A decisão foi proferida nesta quarta-feira (12) pelo juiz Guilherme Lopes Alves Lamas, da 2ª Vara Criminal de Limeira. O magistrado manteve a denúncia por homicídio qualificado e agendou a audiência de instrução e julgamento para 17 de setembro de 2026, às 12h30.
Quatro pessoas foram indiciadas pela Polícia Civil pelo ocorrido. O juiz rejeitou os pedidos de *Habeas Corpus* apresentados pela defesa dos réus, argumentando que a gravidade do crime pesa contra a concessão de liberdade. A defesa alegava primariedade e residência fixa, mas a decisão judicial não acolheu tais pontos.
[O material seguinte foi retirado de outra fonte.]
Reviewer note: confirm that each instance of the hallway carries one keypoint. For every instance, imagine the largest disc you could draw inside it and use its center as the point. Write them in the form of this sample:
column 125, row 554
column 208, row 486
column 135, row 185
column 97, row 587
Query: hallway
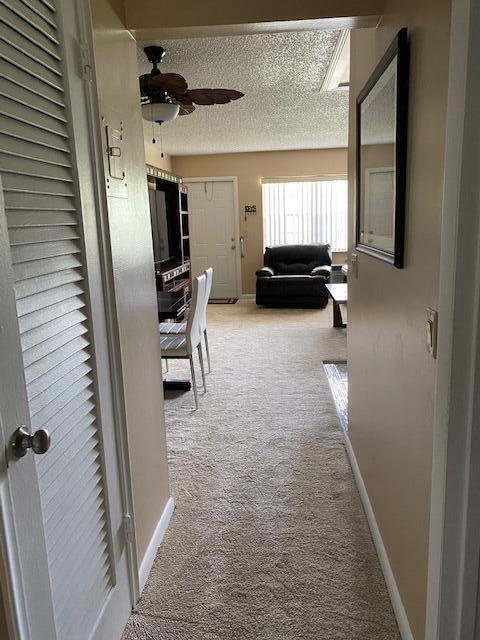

A Justiça também considerou a conduta do grupo após o acidente, que tentou apagar vídeos e eliminar rastros das atividades nas redes sociais. A decisão citou a “extrema indiferença à vida humana” e a ausência de medidas de segurança, enquanto os interesses econômicos seriam priorizados pela organização do evento.
Na mesma decisão, o juiz negou o pedido de absolvição sumária. Ele entendeu que é necessário produzir mais provas para esclarecer os fatos. Além disso, a Justiça autorizou a investigação sobre o dinheiro arrecadado pelo grupo, dando prazo de dez dias para as instituições financeiras enviarem informações ao tribunal.